As shown in the case of Denny-Renton Clay & Coal Co. v. Sartori, 87 Wash. 545, 151 Pac. 1088, this court denied an application to vacate a judgment after the *143year from the date of the entry of the judgment in the superior court made on the ground of newly discovered evidence, although it appeared that an appeal of the cause had intervened between the entry of the judgment and the date of the application which, had it been taken into consideration, would have shown the application to have been made within the statutory time.
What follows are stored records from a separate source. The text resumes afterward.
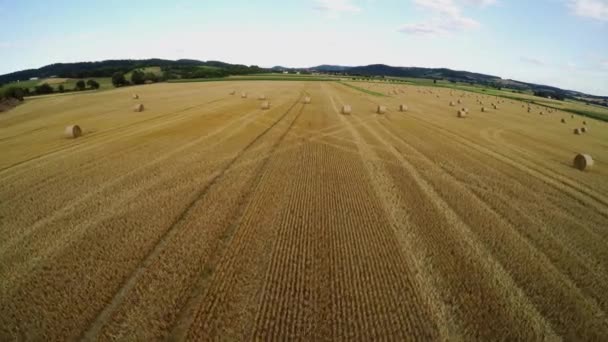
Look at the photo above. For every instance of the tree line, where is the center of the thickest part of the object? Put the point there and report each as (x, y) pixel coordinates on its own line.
(19, 93)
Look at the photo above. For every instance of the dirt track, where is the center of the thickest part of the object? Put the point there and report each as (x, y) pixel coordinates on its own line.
(205, 217)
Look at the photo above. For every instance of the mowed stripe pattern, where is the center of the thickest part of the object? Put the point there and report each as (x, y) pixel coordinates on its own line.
(205, 217)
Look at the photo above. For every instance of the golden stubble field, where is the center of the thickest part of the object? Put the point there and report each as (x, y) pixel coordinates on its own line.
(205, 217)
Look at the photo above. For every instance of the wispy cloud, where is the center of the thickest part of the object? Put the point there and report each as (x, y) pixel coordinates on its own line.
(595, 9)
(532, 60)
(448, 17)
(336, 6)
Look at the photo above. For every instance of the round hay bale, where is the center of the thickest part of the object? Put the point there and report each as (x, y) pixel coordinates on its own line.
(73, 131)
(346, 109)
(583, 161)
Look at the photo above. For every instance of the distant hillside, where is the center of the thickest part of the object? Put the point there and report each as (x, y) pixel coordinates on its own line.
(186, 68)
(381, 70)
(189, 68)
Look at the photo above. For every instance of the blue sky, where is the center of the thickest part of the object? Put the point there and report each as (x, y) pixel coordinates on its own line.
(556, 42)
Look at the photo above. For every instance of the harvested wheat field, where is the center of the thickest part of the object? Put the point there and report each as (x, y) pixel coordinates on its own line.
(205, 217)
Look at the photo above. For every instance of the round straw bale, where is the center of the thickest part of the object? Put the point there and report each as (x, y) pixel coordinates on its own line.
(346, 109)
(73, 131)
(583, 161)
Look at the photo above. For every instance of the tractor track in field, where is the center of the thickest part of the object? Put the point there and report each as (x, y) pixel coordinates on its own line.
(71, 206)
(130, 282)
(189, 312)
(122, 130)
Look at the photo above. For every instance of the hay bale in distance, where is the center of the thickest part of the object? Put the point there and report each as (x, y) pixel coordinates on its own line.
(346, 109)
(73, 131)
(583, 161)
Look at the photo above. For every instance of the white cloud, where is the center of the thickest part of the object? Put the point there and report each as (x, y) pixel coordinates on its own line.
(439, 26)
(595, 9)
(533, 60)
(336, 6)
(448, 17)
(481, 3)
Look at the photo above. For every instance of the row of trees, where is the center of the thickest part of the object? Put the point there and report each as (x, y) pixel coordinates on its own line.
(45, 88)
(137, 77)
As shown in the opinion cited, the application was denied from the bench without a formal written opinion. "Whether the question here discussed was suggested at the hearing does not appear. Conceding, however, that it was suggested, we cannot regard the ruling as controlling in the present case.
On the merits of the controversy, there is no denial of the facts set forth in the applicant’s affidavit, and as these present a prima facie case for relief, we have concluded that the application should he granted. It must be understood, however, that the application is not hereby predetermined. We merely grant to the superior court leave to entertain an application for a modification of the judgment. That court will, in considering it, exercise its own judicial discretion.
Let an order he entered accordingly.
Parker, Webster, and Main, JJ., concur.